A: We live in a country where weight and body image are treated poorly and everyone diets at some point in their lives. Food, fat and size are considered the enemy. Women are presented with stick-thin images of twenty-year-old-looking models and actresses as the ideal of femininity and sexual attractiveness.
I recently saw a film called Chocolat. The French star, Juliette Binoche, is very striking with a lush and curvaceous body. I took notice of her body immediately. I could identify with her body; it was familiar. The sight of a woman who obviously ate food, as well as nurtured the senses and longings of a whole village, reminds me that we Americans seem to have lost touch with the full-bodied woman/mother/goddess qualities of generosity, sensuality and nurturing.

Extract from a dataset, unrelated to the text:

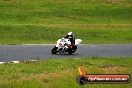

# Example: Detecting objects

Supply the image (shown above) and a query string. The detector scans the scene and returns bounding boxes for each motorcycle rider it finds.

We've replaced these attributes of the feminine with a small, tight, adolescent, girl-woman who embodies youth and boyishness. Being large in America is seen as a disease and large people are discriminated against. I find this appalling. Personally, being less than large and still not Hollywood thin, I have at times tried to diet my way to "perfection." Succeeding did not bring me the happiness I thought it would and I have decided to let my body be the body it wants to be. Still, the voices are in my head. I don't take them seriously even though I still notice them speaking to me. Size and shape are personal as well as cultural issues that we all face.
Our distorted cultural bias toward thinness is obvious everywhere including workshops and seminars. There are few workshops that demystify our attitude toward body size. There is one, however that addresses this issue in the context of the workshops. The Human Awareness Institute in the San Francisco Bay area produces a series of workshops on Sex, Love and Intimacy, and size is addressed in these workshops. I have taken these workshops and have seen that there are a wide range of body types and sizes present - from thin to very large and everything in between. Enjoy!